The main agenda for the week for Exetel is to complete the work started last week (though in truth it is a continuing and never ending task) on trying to find a 'new' or 'better' way of offering residential ADSL services. I am progressively excluding myself from these tasks as I have progressively less to contribute and, quite frankly, I find the demands of trying to figure out what is happening at the moment, let alone what will happen in the near future, progressively more difficult. Perhaps it's because too many large ISPs now pretend to offer services that they have absolutely no intention of delivering and the lies, overt and covert, that appear on far too many ISP web sites are just too difficult to deal with but the ADSL buying public, just like the Labor voting NSW electorate over the past 16 years, despite the evidence of their own eyes, continue to 'buy' the lies.....and with that sort of view it is not possible for me to meaningfully participate in defining residential ADSL plans.
I am going to use my time this week in making an early start on next years business plan by developing the aims and ambitions for Exetel in the context of the coming seven years - which seven years ago would have been a complete nonsense and that may still be the case. My 'defence' for thinking about such an approach is that all the assumptions we, principally me, made seven years ago have all proven to be totally wrong. The corollary is that had those (principally my) assumptions not been so wrong then Exetel would be a much different, and almost certainly a much better company than it is today. It would certainly have been far less demanding to operate over the past seven years.
So, while I realise that it isn't possible to actually plan in dollar terms for the next seven years (other than in broad estimates) what it is possible to do is to plan what can be put in place, quarter by quarter, that will provide an enduring future increasing set of 'stepping stones' that will, pretty much, be 'event proof'. This isn't as 'wankerish' as it sounds.
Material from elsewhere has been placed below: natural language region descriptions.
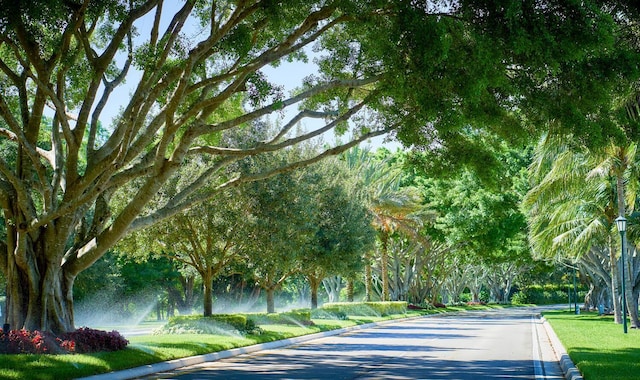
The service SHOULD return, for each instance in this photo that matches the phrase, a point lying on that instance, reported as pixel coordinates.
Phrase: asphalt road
(504, 344)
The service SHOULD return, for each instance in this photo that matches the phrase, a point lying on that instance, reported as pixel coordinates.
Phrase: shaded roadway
(500, 344)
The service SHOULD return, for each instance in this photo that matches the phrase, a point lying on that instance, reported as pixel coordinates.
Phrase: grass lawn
(148, 349)
(598, 346)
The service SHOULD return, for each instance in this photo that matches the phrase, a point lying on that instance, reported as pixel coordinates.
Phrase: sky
(287, 74)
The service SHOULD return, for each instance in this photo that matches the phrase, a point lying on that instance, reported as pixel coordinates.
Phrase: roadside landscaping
(597, 346)
(148, 349)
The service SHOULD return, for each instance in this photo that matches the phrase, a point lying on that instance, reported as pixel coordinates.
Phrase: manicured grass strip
(149, 349)
(598, 346)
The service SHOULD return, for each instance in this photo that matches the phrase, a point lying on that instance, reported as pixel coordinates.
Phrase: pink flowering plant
(83, 340)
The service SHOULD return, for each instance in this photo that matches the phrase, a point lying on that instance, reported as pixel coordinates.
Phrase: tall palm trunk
(350, 290)
(367, 281)
(625, 260)
(384, 263)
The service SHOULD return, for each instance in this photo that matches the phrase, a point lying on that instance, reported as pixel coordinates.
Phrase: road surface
(503, 344)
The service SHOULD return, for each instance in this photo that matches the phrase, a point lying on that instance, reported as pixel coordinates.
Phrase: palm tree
(394, 207)
(572, 206)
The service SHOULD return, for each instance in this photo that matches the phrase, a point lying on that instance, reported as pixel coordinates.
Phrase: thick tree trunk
(207, 284)
(384, 264)
(314, 284)
(271, 305)
(40, 297)
(367, 282)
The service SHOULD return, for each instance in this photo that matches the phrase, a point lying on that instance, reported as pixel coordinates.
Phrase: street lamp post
(621, 222)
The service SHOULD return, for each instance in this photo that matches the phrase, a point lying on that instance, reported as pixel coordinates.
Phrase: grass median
(598, 346)
(149, 349)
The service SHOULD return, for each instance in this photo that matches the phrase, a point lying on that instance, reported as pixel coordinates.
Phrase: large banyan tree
(102, 101)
There are constants that apply to business and 'immutables' if you look at any type of business over any sort of long term time frame. If any planner can determine what those 'constants' and 'immutables' are (not all that difficult to do) and then determine whether or not they can be applied to a specific company then, presumably, that company will be more successful in the future than it is today because it will be able to outperform many of its competitors each quarter.
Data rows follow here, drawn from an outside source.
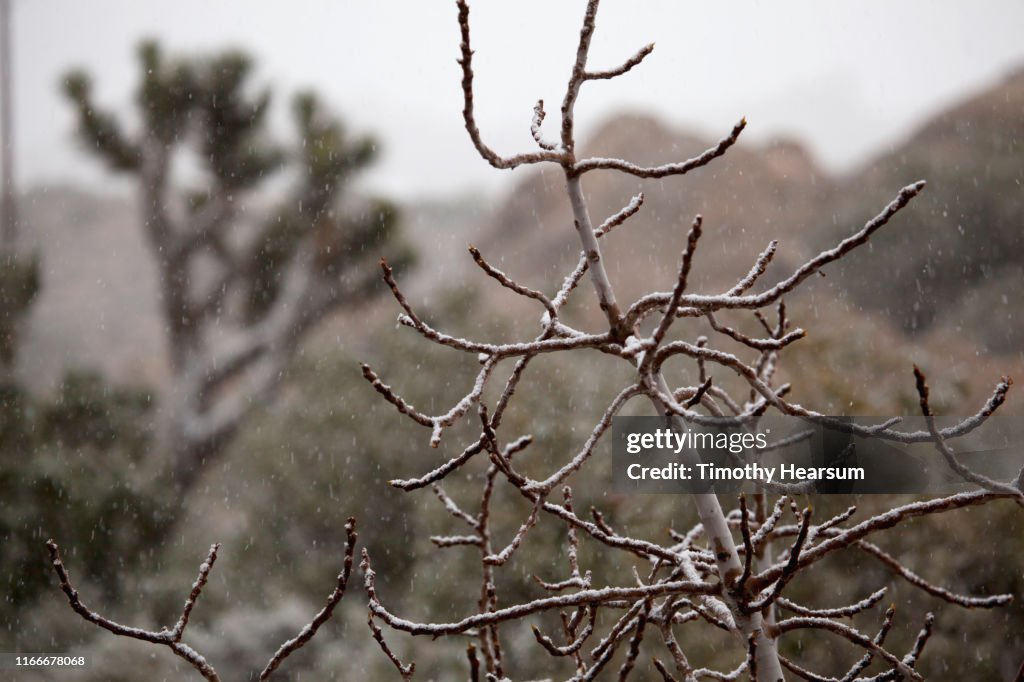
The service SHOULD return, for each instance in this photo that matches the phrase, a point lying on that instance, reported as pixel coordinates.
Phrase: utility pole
(8, 211)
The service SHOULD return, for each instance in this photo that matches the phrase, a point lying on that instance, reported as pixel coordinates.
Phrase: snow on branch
(172, 638)
(706, 573)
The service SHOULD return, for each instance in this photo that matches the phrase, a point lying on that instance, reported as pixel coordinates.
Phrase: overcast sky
(849, 77)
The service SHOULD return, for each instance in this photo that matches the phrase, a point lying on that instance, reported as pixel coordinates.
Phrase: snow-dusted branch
(707, 573)
(172, 638)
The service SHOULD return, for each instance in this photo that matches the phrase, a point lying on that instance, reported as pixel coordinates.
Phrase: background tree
(239, 292)
(18, 274)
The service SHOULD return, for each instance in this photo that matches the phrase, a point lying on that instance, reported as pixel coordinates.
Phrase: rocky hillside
(949, 266)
Sounds straightforward enough and it is. The only issues are the speed of technology and customer delivery changes and how those future changes can be not only be anticipated but how any 'money' spent "today" will also be an investment in the changing long term future rather than having only short term tactical advantages. Some of the things that Exetel has done from our very early stage fall into this category - unfortunately too many do not. On balance we have built better for the future than many companies we currently compete with and that has been a plus considering the inability of any start up company to really invest in even a medium term future unless it has very significant financial backing (which Exetel certainly didn't). Many of the companies we competed with in January 2004 simply disappeared along the way - presumably even their short term planning was not good enough to deal with the changes that have occurred over the past seven years.
So my 'task' for this week is to map out as many aspects of the constants and 'immutables' that will affect the Australian Communications Industry over the coming years and determine which, if any, of them Exetel can attempt to implement. My track record of managing to do this is far from enviable.